The answer is to conduct a prior robustness check; that is, we can loop through 15 priors with 15 different standard deviations and observe the effect it has on our posterior estimate. We'll do this in a for loop to make it easy to see what's going on:
```{r, results="hide", message=FALSE}
# The priors for the above model, repeated here:
Articulation_p2 <- c(
prior(normal(0, 1), class = Intercept),
prior(normal(0, 0.3), class = b),
prior(normal(1, 0.5), class = sigma))
# construct a sequence of sds to loop through for the slope prior:
priSD <- seq(0.1, 1.5, length.out = 15)
priorsN <- Articulation_p2
#create empty variables to store output of the loop:
post_pred <- c()
post_pred_lci <- c()
post_pred_uci <- c()
for (i in 1:length(priSD)) {
priorsN[2,] <- set_prior(paste0("normal(0, ", priSD[i],")"), class = "b")
model_for_loop <- brm(Articulation_f2,
data = d,
family = gaussian,
prior = priorsN,
sample_prior = T,
warmup = 1000,
iter = 5000,
cores = 2,
chains = 2,
backend = "cmdstanr",
threads = threading(2),
save_pars = save_pars(all = TRUE),
control = list(adapt_delta = 0.99,
max_treedepth = 15))
post_preds <- spread_draws(model_for_loop, b_RegisterIDS)
post_pred[i] <- median(post_preds$b_RegisterIDS)
post_pred_lci[i] <- quantile(post_preds$b_RegisterIDS, prob = 0.025)
post_pred_uci[i] <- quantile(post_preds$b_RegisterIDS, prob = 0.975)
}
models_data <- tibble(priSD, post_pred, post_pred_lci, post_pred_uci)
ggplot(data=models_data, aes(x=priSD, y=post_pred)) +
geom_point(size = 3) +
geom_pointrange(ymin = post_pred_lci, ymax = post_pred_uci) +
ylim(-1.3, 0.3) +
labs(x="Standard Deviation of Slope Prior",
y="Posterior Estimate for slope",
title="Sensitivity analysis for constant-effect model") +
theme_bw() +
theme(plot.title = element_text(hjust = 0.5, size = 15),
axis.title.x = element_text(size = 13),
axis.text.y = element_text(size = 12),
axis.text.x = element_text(size = 12),
axis.title.y = element_text(size = 13))
```
### Bonus Content on Heteroskedasticity
Now that we've calmed our worries about the influence of our priors, we can feel slightly more confident in our results.

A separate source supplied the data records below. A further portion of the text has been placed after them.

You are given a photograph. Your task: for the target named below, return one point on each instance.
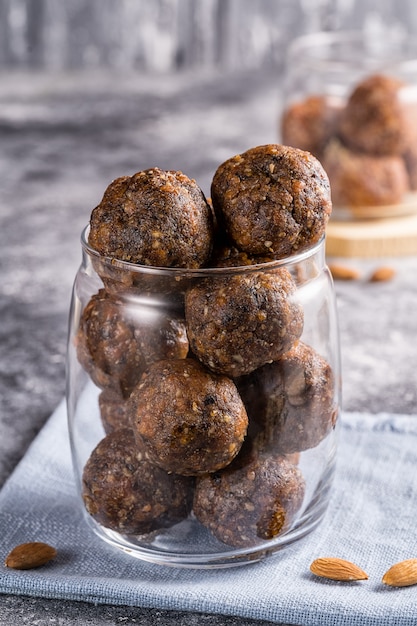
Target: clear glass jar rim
(200, 272)
(307, 47)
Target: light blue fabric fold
(371, 521)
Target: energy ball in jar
(374, 119)
(309, 124)
(124, 492)
(190, 421)
(273, 200)
(239, 322)
(246, 504)
(291, 403)
(116, 341)
(360, 179)
(155, 217)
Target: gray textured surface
(61, 142)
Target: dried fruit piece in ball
(189, 420)
(238, 322)
(124, 492)
(273, 200)
(291, 403)
(155, 217)
(246, 504)
(117, 339)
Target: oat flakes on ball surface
(239, 322)
(189, 420)
(124, 492)
(291, 403)
(273, 200)
(245, 504)
(155, 217)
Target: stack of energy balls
(207, 398)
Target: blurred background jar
(351, 99)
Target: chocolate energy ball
(155, 217)
(238, 322)
(126, 493)
(360, 179)
(189, 420)
(309, 124)
(374, 120)
(273, 200)
(248, 504)
(291, 403)
(116, 341)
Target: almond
(30, 555)
(402, 574)
(337, 569)
(344, 272)
(382, 273)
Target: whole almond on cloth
(402, 574)
(337, 569)
(30, 555)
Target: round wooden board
(395, 236)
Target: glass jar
(350, 98)
(203, 405)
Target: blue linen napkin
(371, 521)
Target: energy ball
(238, 322)
(124, 492)
(155, 217)
(360, 179)
(116, 340)
(244, 505)
(189, 420)
(374, 119)
(309, 124)
(273, 200)
(291, 403)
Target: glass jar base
(203, 552)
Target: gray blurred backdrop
(173, 35)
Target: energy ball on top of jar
(189, 420)
(239, 322)
(291, 403)
(273, 200)
(124, 492)
(309, 124)
(360, 179)
(374, 119)
(155, 217)
(246, 504)
(116, 341)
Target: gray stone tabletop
(62, 140)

But what if we're also worried about the influence of heteroskedasticity (beyond how to pronounce it)? Don't worry - we can simply model the variance in the two groups and check whether it changes the results (and better describes the data).

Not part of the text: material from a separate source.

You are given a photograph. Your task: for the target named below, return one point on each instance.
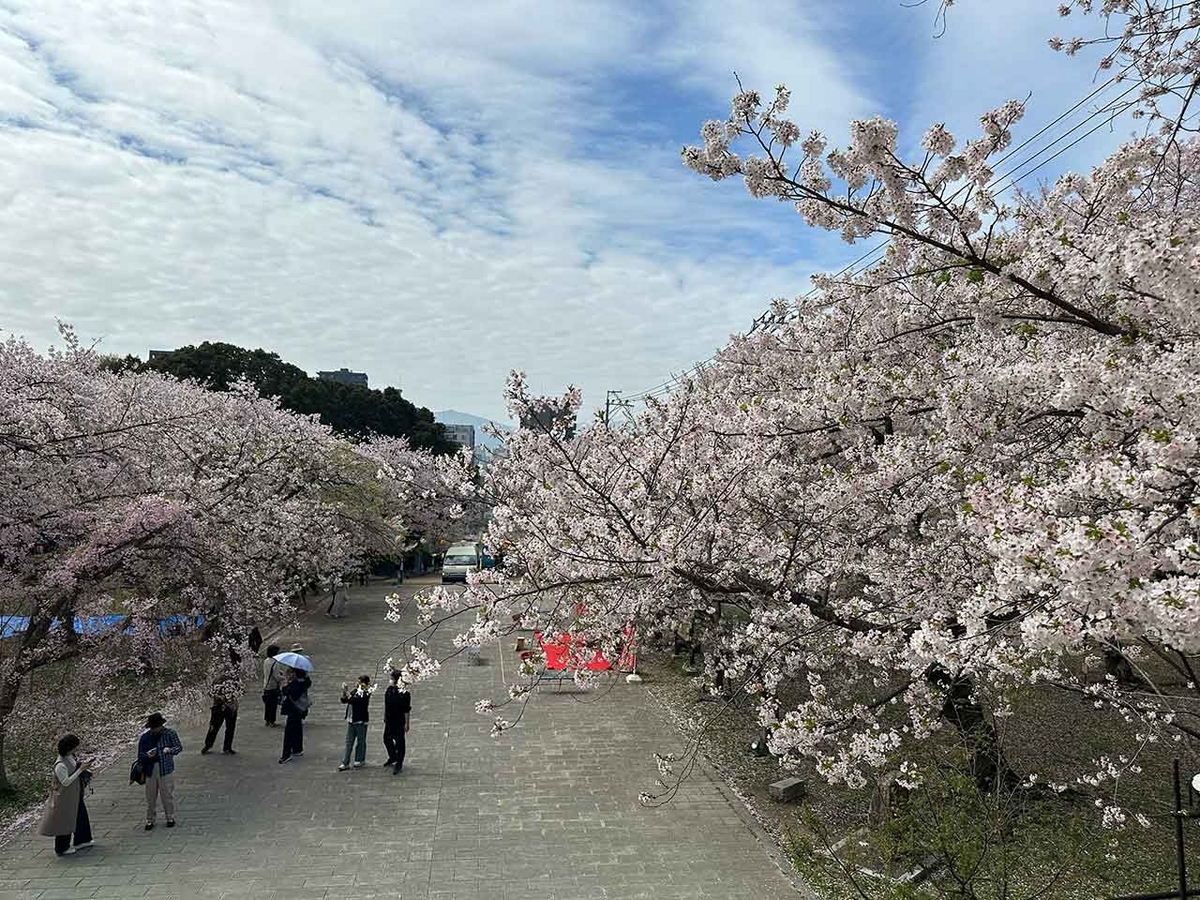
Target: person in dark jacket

```{r, results="hide", message=FALSE}
bonus_model <- bf(ArticulationS ~ 1 + Register, sigma ~ 1 + Register)
get_prior(bonus_model,
data = d,
family = gaussian)
bonus_priors <- c(
prior(normal(0, 1), class = Intercept),
prior(normal(0, 0.3), class = b),
prior(normal(1, 0.5), class = Intercept, dpar=sigma),
prior(normal(0, 1), class = b, dpar=sigma)
)
bonus_model_prior <-
brm(
bonus_model,
data = d,
save_pars = save_pars(all = TRUE),
family = gaussian,
prior = bonus_priors,
file = "bonus_model_prior",
#refit = "on_change",
sample_prior = "only",
iter = 2000,
cores = 2,
chains = 2,
backend = "cmdstanr",
threads = threading(2),
control = list(
adapt_delta = 0.99,
max_treedepth = 15 ))
pp_check(bonus_model_prior, ndraws=50)
bonus_model_m <-
brm(
bonus_model,
data = d,
save_pars = save_pars(all = TRUE),
family = gaussian,
prior = bonus_priors,
file = "bonus_model_m",
#refit = "on_change",
sample_prior = T,
iter = 2000,
cores = 2,
chains = 2,
backend = "cmdstanr",
threads = threading(2),
control = list(
adapt_delta = 0.99,
max_treedepth = 15 ))
pp_check(bonus_model_m, ndraws=50)
plot(conditional_effects(bonus_model_m), points = T)
#let's compare this to the other model:
plot(conditional_effects(Articulation_m2), points = T)
```
```{r}
summary(bonus_model_m)
```
Note: we have not checked our priors here. That's an exercise for you!